As an American Muslim, most of us have these desires to go and study Islam abroad in hopes of gaining a better understanding of the religion. I had those desires ten years ago and decided to pursue them by going to study in Damascus, Syria. Going to Syria opened up my eyes to the reality of being a black man in the world. I remember when I was talking to Shaykh Nuh Ha Mim Keller and he said to me, “If you are patient then you will benefit tremendously”.  This is a true statement, but one has to ask himself, is it really worth it. I never knew how hard we had it as black people living in the past until I went overseas to study. Sometimes people ask me, “How was it living in those countries?” My response to them is usually, “It was like being in Birmingham, Alabama in 1965”. In truth it wasn’t all bad because I was actually afforded the opportunity to study with some great ‘ulama’. I also met some really nice people, the majority being from the States or England. After experiencing this culture shock, I came back to the states only to begin contemplating those same desires once again. This time I thought to myself, “Maybe that was only Syria that made me feel that way. I am sure Egypt will not be like this”. So me being a so-called student of knowledge, I purchased my tickets and moved my family to Egypt to pursue REAL Islam! Or at least this is what I thought foolishly once again, only to experience the same type of behavior from the Muslim world. While it was not quite as racist as Syria, I have to be honest and say that religiously, it wasn’t as beneficial as Syria either.

As time went past I made the decision to return to the States for good. Upon returning I found it was not as easy to find a job as it was a couple of years ago when I left. The requirements were changing within my industry and in order to compete, I had to return to college and complete additional academic studies. Now as a man, who has matured and has taken the blinders off, I can sit back and ask myself the question honestly, “Was it really worth it”? I would have to be perfectly honest and say, “no”. Going overseas to study, I believe, can be a beautiful experience for someone who is young that has his or her parents supporting them along the way. But for someone who is older, and has some major responsibilities, it is not the best road to take. Ironically, I found that in going overseas ended up studying the same information that I already learned here in the States. The only difference was that I was hearing it in Arabic. I began to realize that many people only go overseas because they want to rack up names of shuyukh on their resumes or they just cannot financially hack it living in the States.  I found that the same issues that we have here in America, Muslims also have over there. The problem is that many of us don’t speak Arabic well enough that we don’t even realize what is going on over there.
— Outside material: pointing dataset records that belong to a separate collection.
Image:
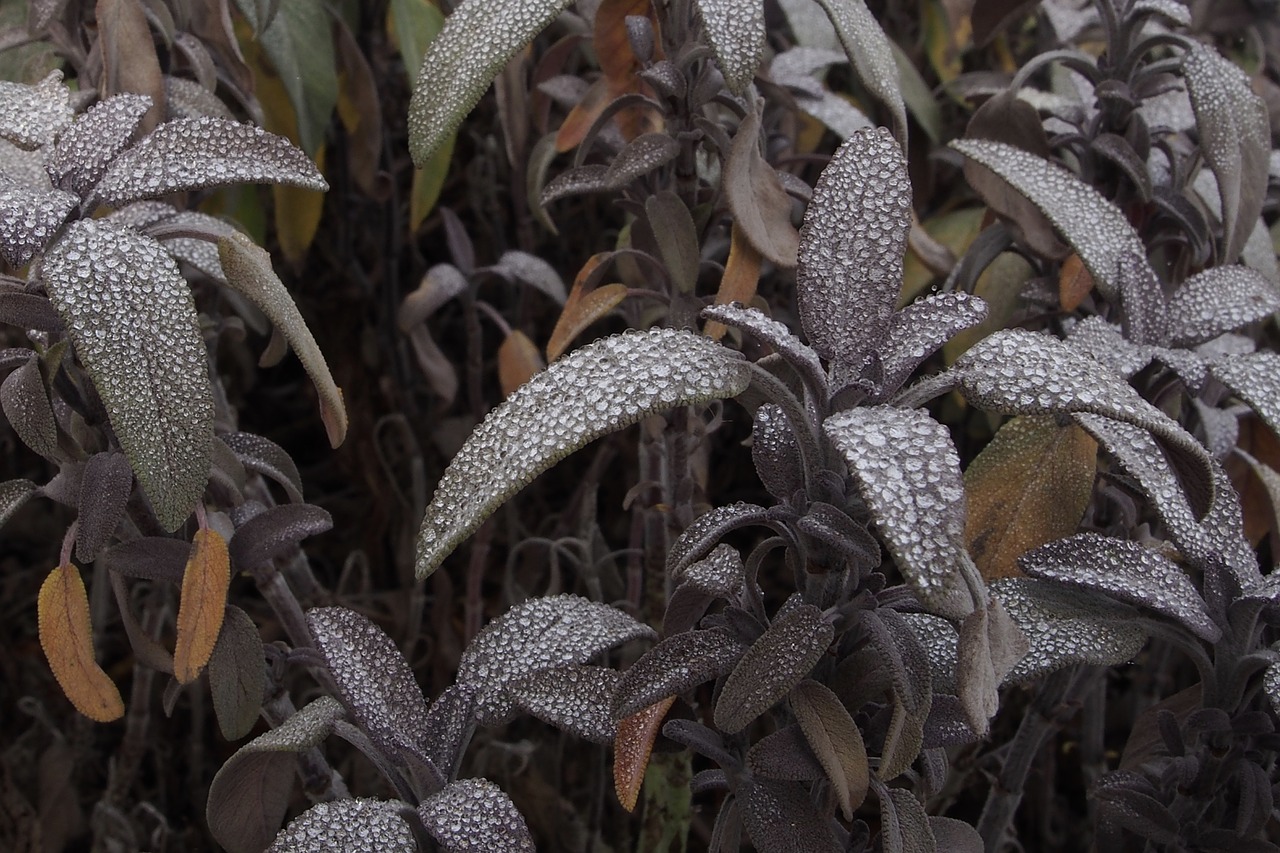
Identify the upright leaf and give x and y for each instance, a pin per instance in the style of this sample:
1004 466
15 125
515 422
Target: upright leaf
133 324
Living abroad as a student is not the same as living abroad as a working man or woman. One simply does not reap the same benefits. I feel it is time for us as American Muslims to stop these delusions of grandeur, especially for us men, on the need to validate ourselves by going overseas; those days are gone. Gone too are the days of people standing in line waiting to hear scholars talk about Islam in Madison Square Garden or when people would purchase Islamic lectures on tape at the store, blasting them out their car window, riding in their cars. It is time for us to grow up and realize that Islam can be learned anywhere. One does not need to go thousands of miles away from home to study about madhabs or tasawwuf.  As American Muslims, particularly African-Americans, we don’t have much financially going for us and thus must constantly rely on immigrant Muslims to build our religious institutions and environments for us. In essence, we have excluded ourselves from the building process of Islam in America by spending our formative years either overseas or in dreams of doing so. We have to be honest with ourselves: ”If you are not a student of knowledge here, then you will not be one elsewhere”. To build a Muslim community requires Muslim scholars, doctors, sociologists, computer programmers, teachers, accountants, carpenters, plumbers, electricians, lawyers and a whole cadre of other skills and talents. Dr. Sherman Jackson put is best when he said,

“We need all professions to build a strong functional Muslim community”.
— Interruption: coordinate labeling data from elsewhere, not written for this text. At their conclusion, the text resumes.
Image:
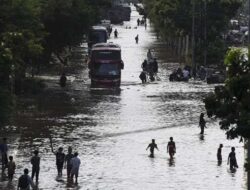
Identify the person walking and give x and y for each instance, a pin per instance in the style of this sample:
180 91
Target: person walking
144 65
4 153
75 163
67 163
219 156
35 162
137 39
202 123
60 157
116 33
232 159
25 181
143 77
171 148
151 147
138 22
11 168
63 80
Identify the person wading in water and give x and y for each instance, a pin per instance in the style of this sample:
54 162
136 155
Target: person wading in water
171 149
152 146
202 123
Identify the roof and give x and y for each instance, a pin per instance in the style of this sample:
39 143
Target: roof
104 46
98 27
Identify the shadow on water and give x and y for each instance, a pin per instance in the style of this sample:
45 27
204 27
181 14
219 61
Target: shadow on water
171 162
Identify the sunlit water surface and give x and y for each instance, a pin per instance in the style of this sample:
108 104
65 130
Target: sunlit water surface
112 128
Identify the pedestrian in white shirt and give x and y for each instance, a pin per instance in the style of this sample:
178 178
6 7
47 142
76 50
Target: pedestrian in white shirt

Let’s start practicing the religion and stop preaching it. If you cannot help build a community where you are, move somewhere else and help them do it there. Shaykh Hamza Yusuf advised us,

“Don’t wait for an event to change. You have to change now”.

The reality is either you are going to be part of the solution or part of the problem. You decide where you stand!

18 Replies to “The American Muslim Journey – Reflections By A Former Student of Knowledge”

  1. Going overseas is not about just gaining book knowledge which can technically happen anywhere. Going overseas is is about being in the company of great men, not being distracted by your environment, being immersed in the language, and strengthening your iman by being among the Muslims. Azan, halal food and all the other benefits of the society should affect you. In addition it’s scientifically proven that when people travel they learn more because they are not distracted and because they are in a new environment. I see much benefit to go overseas. I’m sorry you’re not able to find a job. Sometimes I think about starting a company that will help scholars market themselves properly and connect them to Masjids. One possible solution is to come to Hartford seminary and get yourself a degree in Islamic chaplaincy. I did the opposite of what you did I started the secular route first but I hope to get traditional studies next. Thank you for your insights please make dua for me. I come to Philadelphia often and I hope to meet you soon.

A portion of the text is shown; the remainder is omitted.